A instalação do escritório ganhou tração após falas de executivos da empresa no evento Brazil at Silicon Valley, realizado nos Estados Unidos.
Hoje, o Brasil aparece como o terceiro principal mercado do Claude, atrás somente de Estados Unidos e Índia. A empresa já começou a buscar profissionais para a frente comercial em São Paulo, numa indicação de que quer construir relacionamento mais próximo com unicórnios e empresas de crescimento acelerado da região, inclusive com oferta de suporte e créditos para uso da plataforma.
A chegada da Anthropic tende a colocar as duas maiores startups de IA generativa em disputa direta no mesmo centro empresarial do país. A OpenAI, criadora do ChatGPT, também trabalha para consolidar estrutura própria na capital paulista, o que transforma São Paulo em novo ponto de concorrência entre as companhias.

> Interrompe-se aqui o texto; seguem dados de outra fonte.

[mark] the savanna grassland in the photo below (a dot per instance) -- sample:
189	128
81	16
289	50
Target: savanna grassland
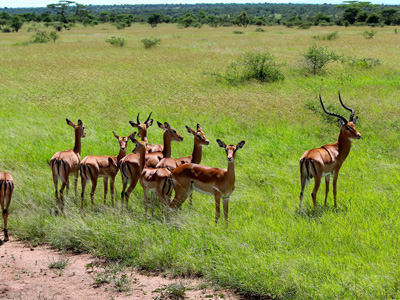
268	248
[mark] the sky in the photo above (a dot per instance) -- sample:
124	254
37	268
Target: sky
43	3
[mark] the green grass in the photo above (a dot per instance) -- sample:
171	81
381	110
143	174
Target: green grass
348	253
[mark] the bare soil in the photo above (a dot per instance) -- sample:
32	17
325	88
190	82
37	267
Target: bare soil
26	273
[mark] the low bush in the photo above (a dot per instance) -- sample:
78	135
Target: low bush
150	42
116	41
254	66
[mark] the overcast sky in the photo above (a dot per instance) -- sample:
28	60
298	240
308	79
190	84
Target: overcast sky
43	3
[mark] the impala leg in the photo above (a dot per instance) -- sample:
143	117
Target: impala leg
76	174
317	182
105	181
327	188
94	185
335	177
226	208
217	208
112	190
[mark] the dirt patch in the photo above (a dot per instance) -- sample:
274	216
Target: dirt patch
43	273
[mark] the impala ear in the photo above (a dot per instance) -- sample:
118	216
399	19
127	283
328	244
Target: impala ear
340	122
133	124
221	144
190	130
240	145
149	123
116	135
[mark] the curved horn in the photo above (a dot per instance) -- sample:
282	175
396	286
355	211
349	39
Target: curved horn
348	108
148	118
332	114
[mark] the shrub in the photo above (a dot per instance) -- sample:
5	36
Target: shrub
316	58
254	66
116	41
369	34
41	37
150	42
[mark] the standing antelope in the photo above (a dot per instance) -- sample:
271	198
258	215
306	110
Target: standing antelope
93	167
210	181
199	140
153	180
130	165
65	163
327	160
142	133
6	190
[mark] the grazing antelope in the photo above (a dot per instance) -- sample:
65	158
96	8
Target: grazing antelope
211	181
6	190
327	160
65	163
93	167
130	166
153	180
199	140
142	133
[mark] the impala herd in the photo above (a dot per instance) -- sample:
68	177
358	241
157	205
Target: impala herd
160	174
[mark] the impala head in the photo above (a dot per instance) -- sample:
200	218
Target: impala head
199	136
172	134
78	127
347	128
123	141
230	149
142	127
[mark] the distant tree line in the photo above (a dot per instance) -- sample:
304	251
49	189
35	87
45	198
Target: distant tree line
66	13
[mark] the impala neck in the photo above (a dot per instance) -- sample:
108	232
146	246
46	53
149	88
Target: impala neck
197	152
167	146
77	146
344	146
121	154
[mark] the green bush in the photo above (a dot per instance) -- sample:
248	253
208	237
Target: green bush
150	42
369	34
41	37
316	58
116	41
254	66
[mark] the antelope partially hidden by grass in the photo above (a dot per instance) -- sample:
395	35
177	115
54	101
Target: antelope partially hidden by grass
6	190
93	167
327	160
206	180
65	163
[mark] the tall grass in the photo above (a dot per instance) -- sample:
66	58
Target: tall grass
351	252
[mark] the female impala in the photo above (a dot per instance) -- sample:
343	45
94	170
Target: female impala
65	163
130	165
6	190
211	181
93	167
152	180
199	140
327	160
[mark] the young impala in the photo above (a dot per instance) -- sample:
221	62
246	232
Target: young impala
153	180
6	190
130	165
93	167
65	163
199	140
211	181
327	160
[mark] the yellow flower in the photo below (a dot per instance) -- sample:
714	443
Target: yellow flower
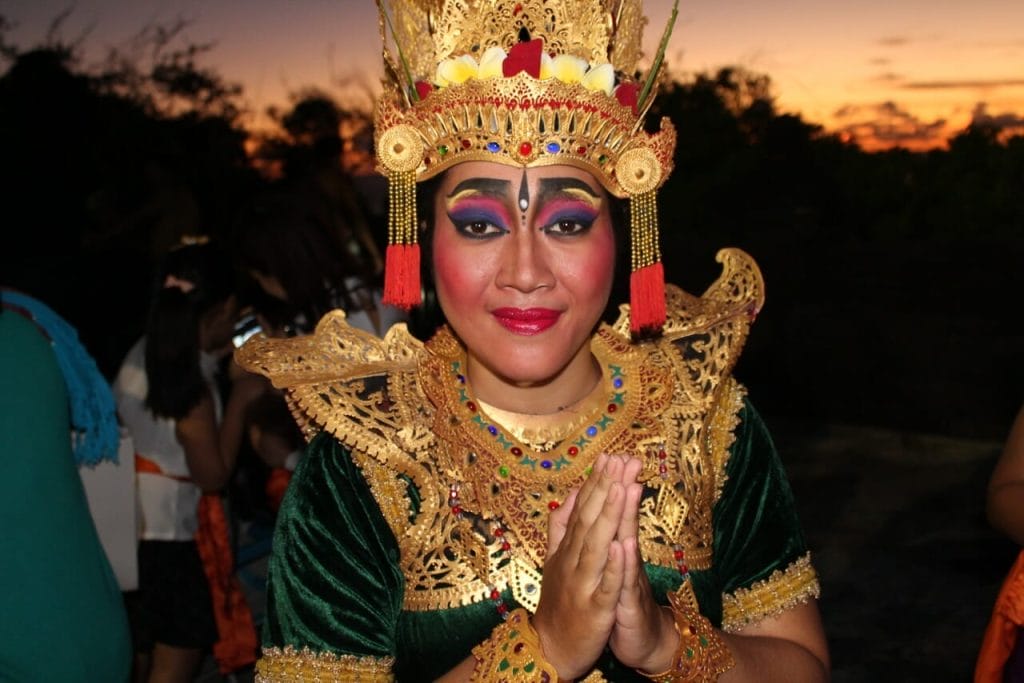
600	78
567	69
545	67
491	62
456	71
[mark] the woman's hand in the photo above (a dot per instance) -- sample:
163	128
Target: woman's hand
583	572
644	636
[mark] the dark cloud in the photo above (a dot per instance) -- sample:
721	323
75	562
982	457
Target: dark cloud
887	125
1007	123
948	85
894	41
888	78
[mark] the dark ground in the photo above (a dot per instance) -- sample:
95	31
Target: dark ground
908	565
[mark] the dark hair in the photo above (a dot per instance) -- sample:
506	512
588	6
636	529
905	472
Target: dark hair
620	212
192	281
287	236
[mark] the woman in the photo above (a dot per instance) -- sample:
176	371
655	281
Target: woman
532	495
168	399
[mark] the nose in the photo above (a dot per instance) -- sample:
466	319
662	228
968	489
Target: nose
524	263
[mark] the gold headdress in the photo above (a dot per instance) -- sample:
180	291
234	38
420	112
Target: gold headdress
523	83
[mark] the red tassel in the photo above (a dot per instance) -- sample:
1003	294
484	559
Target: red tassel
647	300
401	275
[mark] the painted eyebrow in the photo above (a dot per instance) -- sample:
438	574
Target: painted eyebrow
571	186
489	186
552	186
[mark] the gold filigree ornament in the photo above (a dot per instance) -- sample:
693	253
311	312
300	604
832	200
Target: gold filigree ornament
524	83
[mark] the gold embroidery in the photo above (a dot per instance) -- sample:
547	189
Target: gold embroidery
291	666
781	591
394	403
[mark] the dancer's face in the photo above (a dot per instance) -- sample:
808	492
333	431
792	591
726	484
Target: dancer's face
523	263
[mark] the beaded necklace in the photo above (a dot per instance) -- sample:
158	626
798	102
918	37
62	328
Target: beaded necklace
511	485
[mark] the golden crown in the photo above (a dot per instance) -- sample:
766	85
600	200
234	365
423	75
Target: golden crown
524	83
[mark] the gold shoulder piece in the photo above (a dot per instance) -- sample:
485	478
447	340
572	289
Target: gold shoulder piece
783	590
335	351
736	296
291	666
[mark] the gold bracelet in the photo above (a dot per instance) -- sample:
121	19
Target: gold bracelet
701	655
512	654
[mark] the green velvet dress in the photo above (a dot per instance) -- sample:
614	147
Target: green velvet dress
348	587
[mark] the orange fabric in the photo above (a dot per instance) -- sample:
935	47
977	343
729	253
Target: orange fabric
1000	636
276	484
237	644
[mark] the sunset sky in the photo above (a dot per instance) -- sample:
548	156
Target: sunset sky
888	72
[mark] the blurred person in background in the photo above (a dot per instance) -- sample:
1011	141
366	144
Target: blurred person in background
64	619
169	401
299	268
1001	655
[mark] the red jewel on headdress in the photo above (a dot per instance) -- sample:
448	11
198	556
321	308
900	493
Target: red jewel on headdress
626	93
524	56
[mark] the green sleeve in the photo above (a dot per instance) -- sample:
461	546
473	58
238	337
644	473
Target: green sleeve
334	581
757	530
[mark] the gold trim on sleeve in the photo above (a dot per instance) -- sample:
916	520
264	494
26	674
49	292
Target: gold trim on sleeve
291	666
781	591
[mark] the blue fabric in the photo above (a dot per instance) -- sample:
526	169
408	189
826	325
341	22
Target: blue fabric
93	413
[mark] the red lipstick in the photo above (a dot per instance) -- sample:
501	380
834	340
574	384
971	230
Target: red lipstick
525	321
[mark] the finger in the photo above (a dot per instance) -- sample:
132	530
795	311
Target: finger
610	586
558	521
593	554
591	483
629	526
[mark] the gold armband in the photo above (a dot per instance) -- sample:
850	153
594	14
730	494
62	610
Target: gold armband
701	655
512	654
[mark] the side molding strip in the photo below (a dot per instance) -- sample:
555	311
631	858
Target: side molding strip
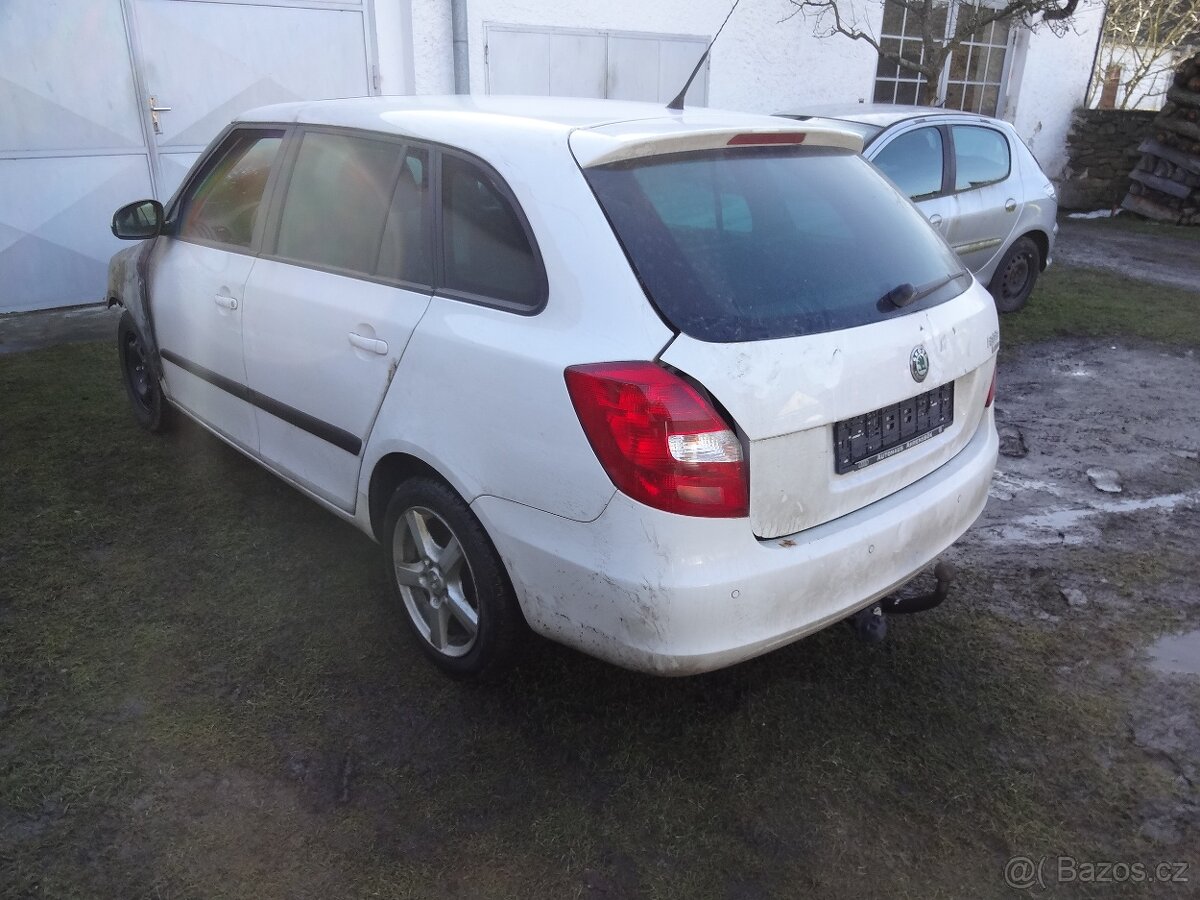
330	433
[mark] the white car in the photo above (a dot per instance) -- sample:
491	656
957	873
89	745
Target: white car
673	388
972	177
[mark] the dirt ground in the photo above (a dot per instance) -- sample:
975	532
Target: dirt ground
1095	513
1159	258
204	690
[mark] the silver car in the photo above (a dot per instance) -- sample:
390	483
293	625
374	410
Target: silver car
975	180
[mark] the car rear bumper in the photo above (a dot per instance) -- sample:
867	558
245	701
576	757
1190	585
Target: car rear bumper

Essa rivalidade extrapola produto e preço. Nos últimos meses, a empresa liderada por Dario Amodei passou a explorar publicamente diferenças de posicionamento em relação à concorrente, especialmente em temas como publicidade em assistentes de IA e acordos institucionais com o governo dos Estados Unidos. Do outro lado, Sam Altman tem sugerido que a rival adota uma estratégia menos aberta de difusão da tecnologia.
Expansão no país coincide com avanço financeiro da empresa
O movimento em direção ao Brasil ocorre num momento em que a Anthropic vive forte aceleração de negócios. A companhia ampliou de forma relevante sua receita anualizada no começo deste ano, sinalizando maior tração comercial num setor em que a corrida por contratos corporativos se tornou central.
Segundo os números citados na reportagem original, a receita anual da empresa passou de US$ 9 bilhões para mais de US$ 30 bilhões em poucos meses. Também avançou o total de clientes que desembolsam ao menos US$ 1 milhão por ano com o Claude: esse grupo saiu de 500 para mais de mil companhias em um intervalo curto.